Jest taki fragment krajowej "17, gdzie o wypadek bardzo łatwo. To kręty, dwukilometrowy odcinek w połowie drogi między Zamościem a Tomaszowem Lubelskim. Wiosną ruszy jego przebudowa
Choć to Roztocze a nie Bieszczady to dwa kilometry "17” bardziej kojarzą się z tą drugą krainą. Droga prowadzi serpentyną przez las.
- Nie ma tygodnia bez wypadku, stłuczki czy samochodu w rowie. Wystarczy, że popada lekki deszczyk, a robi się bardzo ślisko. Chwila nieuwagi i nieszczęście gotowe. Pół biedy, kiedy auto wpadnie do rowu. Kierowcy często nawet tego nie zgłaszają. Wyciągają samochód i jadą dalej - mówi Janusz Bałabuch, wójt gminy Krynice.

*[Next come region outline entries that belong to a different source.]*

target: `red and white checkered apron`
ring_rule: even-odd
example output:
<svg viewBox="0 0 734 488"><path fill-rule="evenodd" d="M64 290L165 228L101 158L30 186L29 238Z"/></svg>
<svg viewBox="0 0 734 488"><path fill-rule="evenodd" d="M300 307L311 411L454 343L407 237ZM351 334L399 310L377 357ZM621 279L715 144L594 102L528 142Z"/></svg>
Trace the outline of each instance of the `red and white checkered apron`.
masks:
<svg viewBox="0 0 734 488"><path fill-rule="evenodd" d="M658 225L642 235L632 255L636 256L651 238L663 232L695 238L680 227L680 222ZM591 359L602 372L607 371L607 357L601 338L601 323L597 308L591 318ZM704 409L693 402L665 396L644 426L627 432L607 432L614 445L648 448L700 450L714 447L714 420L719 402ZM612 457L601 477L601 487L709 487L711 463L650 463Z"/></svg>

- Już nawet nie chodzi o stan drogi, bo nie jest najgorszy. Zmorą są źle wyprofilowane zakręty, które dają się szczególnie we znaki zimą. Wprawdzie na tym odcinku jest ograniczenie do 40 km/h, ale wystarczy chwila zapomnienia, parę kilometrów na liczniku za dużo i nieszczęście gotowe - dodaje pan Jerzy, kierowca z Tomaszowa.
Pierwsza taka droga
Generalna Dyrekcja Dróg Krajowych i Autostrad w Lublinie postanowiła zrobić z tym porządek. - Rozpisaliśmy przetarg na przebudowę tego odcinka drogi. Zakres rozbudowy obejmuje poszerzenie jezdni do standardu "dwa plus jeden”, czyli dwa pasy pod górę, jeden w dół - mówi Krzysztof Nalewajko, rzecznik GDDKiA w Lublinie. Pasy ruchu w przeciwnych kierunkach zostaną oddzielone tzw. barierą linową.
Będzie to najprawdopodobniej pierwsza droga w naszym regionie, gdzie takie zabezpieczenie będzie zamontowane. - Bariera zapobiegnie wypadaniu samochodów na zakrętach i ograniczy do minimum ryzyko zderzeń pojazdów jadących w przeciwnych kierunkach - tłumaczy Nalewajko.
To nie jedyne zmiany, które poprawią bezpieczeństwo. - Zakręty zostaną przebudowane w taki sposób, żeby poprawić ich geometrię - dodaje K. Nalewajko.
Dodatkowe remonty
Przy okazji drogowcy zmodernizują pobliskie skrzyżowanie z drogą powiatową. Będą dodatkowe pasy dla pojazdów skręcających w lewo. Przebudowane zostaną także zatoki autobusowe a nawierzchnia zostanie wzmocniona i przystosowana do ruchu 40-tonowych ciężarówek. Obecnie GDDKiA czeka na oferty od wykonawców.
- To miejsce cieszy się złą sławą. Wielokrotnie dochodziło tam do śmiertelnych wypadków. Szczególnie groźnie jest zimą. Ten odcinek biegnie przez las, więc jest często oblodzony, mimo że jeszcze kilkaset metrów wcześniej droga jest czarna - dodaje wójt Janusz Bałabuch.
Remont ma ruszyć wiosną. - Termin ukończenia prac to 31 sierpnia 2015 roku - kończy Krzysztof Nalewajko.